To: Paige Turner, Publisher
From: Frank Reed, Assistant Editor
 
Chief:  On the heels of Mark Halperin's #1 bestseller, "Game Change,"  the Presidency in general has become such a hot book subject that we’ve gotten five proposal submissions about former Administrations, outlined here, in the last couple of weeks. Let me know which ones you might want us to acquire.
       1. "White House, Schmite House" Highlights: A certain First Lady was a kleptomaniac -- clipped the official silverware at state dinners, etc. -- and POTUS himself had restless-leg syndrome. Small change as revelations go, maybe, but the author has real credibility: wrote the Martin Van Buren blockbuster and has great backup -- i.e., i-phone photos, partly obscured but without permissions problems. The Secretary of Education in this Administration did in fact attend Oxford, but it was Oxford Taxidermy Institute in Oxford, Indiana.
          2. "Who Put the 'Dent' in 'President?" Highlights: Mostly exposé of foreign-policy missteps. It turns out we almost went to war with Canada over Cuba –- or with Cuba over Canada: the author is not the clearest expository writer. He claims that the real reason President X (author won't even say which one until he gets our offer) fired his first Secretary of State because he couldn’t find Atlantis on the map.

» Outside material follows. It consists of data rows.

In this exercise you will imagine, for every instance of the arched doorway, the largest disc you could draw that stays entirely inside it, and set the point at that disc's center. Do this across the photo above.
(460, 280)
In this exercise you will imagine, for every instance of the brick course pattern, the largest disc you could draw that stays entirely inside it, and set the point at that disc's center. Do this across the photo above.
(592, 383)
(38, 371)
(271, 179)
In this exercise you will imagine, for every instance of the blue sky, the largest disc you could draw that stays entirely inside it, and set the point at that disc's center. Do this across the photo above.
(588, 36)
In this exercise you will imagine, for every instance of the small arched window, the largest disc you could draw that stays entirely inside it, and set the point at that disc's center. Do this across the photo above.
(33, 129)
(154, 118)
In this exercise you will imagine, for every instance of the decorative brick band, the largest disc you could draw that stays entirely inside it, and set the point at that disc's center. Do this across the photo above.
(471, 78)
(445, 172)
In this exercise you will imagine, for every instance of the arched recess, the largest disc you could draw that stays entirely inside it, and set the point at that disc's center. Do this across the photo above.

      3. "A Bridge to Where?"  Highlights: This one is so unofficial it may not even be about a President -- or perhaps it's about the one who snuck in for a few weeks between 32 and 33. Remember?  Anyway, I'm asking for clarification about murky points: was he in fact born in a manger? How could he have had three fathers, all with the same name? Author states he himself started in politics as a gofer for the gofers at NBC –  I'm checking this out. And If Woodrow Wilson was his high school history teacher, as he claims, it seems hard to account for the year of birth (1949) that I found on Whoozit.com. Our Legal Department would probably balk at publishing this, but agent will accept a fifty-dollar advance or maybe even a few thousand Reward Points from our CreditPlusCard corporate account, so maybe we should take this one seriously.
      4. “WhiteWashHouse” is definitely the catchy title of the year! No manuscript as such or even not as such but author figures three days on Google plus one week for polish. I wouldn't be mentioning this one at all, if the writers's cousin weren't Oprah’s West Coast dog groomer.
      5. "President Peace"  Highlights: An uplifting reconsideration of this particular Chief Executive that tries to counter the New York News' famous editorial about him titled "Spineless, Clueless, and Aimless."  It seems he did in fact make clandestine overtures to Pyongyang about bringing a North Korean kitchen whiz -- an expert in soil souffles -- over for “Top Chef”;  scratched his long planned good-will tour of Iceland only because of an acute recurrence of "hat head" ; and took the initiative in asking President Mbambi of Swizli to quit giving U.S. ambassador hotfoots.  It's true that international-diplomacy books are not big sellers at the moment,  but the prestige upside of this title could offset our “Jersey Shore” coffee-table-series furor.

 

Bruce McCall is a New York artist and writer whose work frequently appears in the New Yorker and Vanity Fair.